We are aware now that other people’s problems come with a whole different set of symptoms, experiences, and crises that arise from them.  They can take on many forms and assail in varying ways and degrees.  For instance, our friend’s wife who has Alzheimer’s no longer knows him or any of her family, is bedfast, and cannot talk.  When I heard how all this had affected him, it occurred to me that the helplessness he felt as he watched her deteriorate right before his very eyes, was similar in some ways to what we felt when our little three year old son seemed to regress into autism…when his speech changed from being able to talk in sentences–to speaking in a “parrot-like” fashion, and his behavior changed from childish play, to bizarre, ritualistic routines that had no meaning to anyone but himself.  Pondering all this gave me the incentive to begin to gather all I had ever written about Ben…the diaries, letters to relatives, correspondences with schools and doctors, and poems that expressed my feelings about almost everything we had experienced.  I found that I already had my book at least half written.  It certainly still needed to be completed, assimilated, organized, edited, and then, published!  I began to get excited to “get at it,” and provide something for people who had shown an interest in it to “sink their teeth into”…for reading and approval!  So all these articles that you see on this blog are part of that book!  You are reading my book, “Ben Scott–Pioneer in Wilderness of Autism.”  I hope it helps you in your journey through life…whatever you may be dealing with!

5 Responses to 1. Griefs Buried Deep (Introduction)

  1. autism45 says:

    Thanks Margaret–I am always blessed if my writings have helped someone in any way!
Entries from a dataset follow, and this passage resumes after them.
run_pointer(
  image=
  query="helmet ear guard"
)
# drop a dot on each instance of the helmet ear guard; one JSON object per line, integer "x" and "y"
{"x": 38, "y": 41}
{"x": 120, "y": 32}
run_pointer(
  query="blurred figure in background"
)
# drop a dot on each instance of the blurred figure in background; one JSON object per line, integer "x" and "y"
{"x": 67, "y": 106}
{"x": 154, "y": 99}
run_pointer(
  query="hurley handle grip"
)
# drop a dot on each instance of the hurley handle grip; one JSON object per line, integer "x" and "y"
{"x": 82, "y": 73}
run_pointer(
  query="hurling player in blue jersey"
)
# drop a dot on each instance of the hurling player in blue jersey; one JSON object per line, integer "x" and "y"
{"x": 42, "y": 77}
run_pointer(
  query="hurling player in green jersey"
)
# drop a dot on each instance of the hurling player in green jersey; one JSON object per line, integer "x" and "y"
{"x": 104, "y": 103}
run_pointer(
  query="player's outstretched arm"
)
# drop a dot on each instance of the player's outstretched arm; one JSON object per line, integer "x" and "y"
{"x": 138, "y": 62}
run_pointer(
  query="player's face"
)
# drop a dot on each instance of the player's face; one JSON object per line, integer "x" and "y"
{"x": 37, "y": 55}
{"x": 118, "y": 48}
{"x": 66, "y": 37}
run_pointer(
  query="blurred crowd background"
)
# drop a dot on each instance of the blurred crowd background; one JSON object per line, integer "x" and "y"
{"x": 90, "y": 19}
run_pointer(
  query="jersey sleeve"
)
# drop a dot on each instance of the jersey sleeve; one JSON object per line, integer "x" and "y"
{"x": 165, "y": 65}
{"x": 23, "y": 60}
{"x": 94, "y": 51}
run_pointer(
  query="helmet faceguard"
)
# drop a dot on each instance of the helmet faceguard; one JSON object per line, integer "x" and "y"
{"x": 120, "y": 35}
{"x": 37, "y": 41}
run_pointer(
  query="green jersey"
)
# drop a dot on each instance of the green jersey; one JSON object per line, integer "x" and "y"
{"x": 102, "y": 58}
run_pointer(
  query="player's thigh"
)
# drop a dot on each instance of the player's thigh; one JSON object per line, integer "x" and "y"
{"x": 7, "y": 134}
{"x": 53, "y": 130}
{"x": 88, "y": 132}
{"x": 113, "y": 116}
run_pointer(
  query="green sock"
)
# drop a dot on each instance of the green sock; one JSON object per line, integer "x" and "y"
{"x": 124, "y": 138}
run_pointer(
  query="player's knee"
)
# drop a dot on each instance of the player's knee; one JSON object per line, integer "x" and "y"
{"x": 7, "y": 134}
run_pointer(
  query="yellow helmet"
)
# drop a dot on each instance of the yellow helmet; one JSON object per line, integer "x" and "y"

Hope the rest speaks to you too!


  2. Hi, Carol. Thanks for being so open and honest in your blog. As a person who discovered she had Asperger’s as an adult and grandmother, (through my grandson’s diagnosis), I often wonder how my Asperger’s daughter and other two ‘normal’ children survived the upbringing I gave them. Reading your blog is a comfort to me; knowing there are parents who are aware and dedicated and giving their children the tools to help them through lifts me up in a way I can’t explain. I also believe faith is important, not only for the parents but for the autistic/asperger’s child. I can’t wait to read the rest!


  3. autism45 says:

    Maria, thanks SO much for your comment. That blesses me more than you can know. I’ll add you to my prayer list of those dealing with autism. God bless you!


  4. Maria Simeone says:

    Hi Carol. I just wanted to let you know that whenever I’m having a bad day worrying about my little boy I remember how your faith in God helped you through all the years of autism with Ben. Sometimes I let it get the best of me and lose my hope. You help me get back on track. Thanks so much…


  5. Carole, I’m hooked for “the rest of the story!” Pat R.